Changes in solar energy fuelled high speed evolutionary changes, study suggests | Science

J.Just over 500 million years ago, life on Earth accelerated from simple single-celled organisms to sophisticated multicellular life forms. The Cambrian explosion produced a series of weird and wonderful new inhabitants, such as the five-eyed opabinia and the wiwaxia spiny slug. Pulses of oxygen in the atmosphere and ocean are thought to have fueled this diversification, but until now it was unclear what was causing the oxygen fluctuations. A study now suggests that changes in Earth’s orbit could be behind these evolutionary impulses.
The researchers used a climate and biogeochemical model and studied how periodic changes in Earth’s orbit affected the amount of solar energy reaching Earth. They found that changes in solar energy every two to three million years followed the ups and downs in observed oxygen levels.
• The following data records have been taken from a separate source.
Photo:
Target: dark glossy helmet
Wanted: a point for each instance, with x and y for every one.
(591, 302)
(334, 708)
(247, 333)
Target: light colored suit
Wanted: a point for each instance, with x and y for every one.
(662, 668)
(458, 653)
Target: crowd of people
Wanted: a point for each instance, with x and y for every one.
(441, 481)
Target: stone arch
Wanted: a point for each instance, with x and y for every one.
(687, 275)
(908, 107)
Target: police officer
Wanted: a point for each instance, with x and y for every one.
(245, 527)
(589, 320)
Writing in Geophysical Research Letters, the researchers suggest that changes in solar energy caused climate shifts that altered the extent of weathering of land surfaces – particularly at high latitudes – with periods of rapid weathering releasing bursts of nutrients into the oceans, which drove photosynthesis and increased oxygen levels, fueling high-speed evolutionary changes.
Similar orbital changes have occurred in other eras, but only the Cambrian period had all the necessary ingredients to enable this exceptional evolutionary explosion.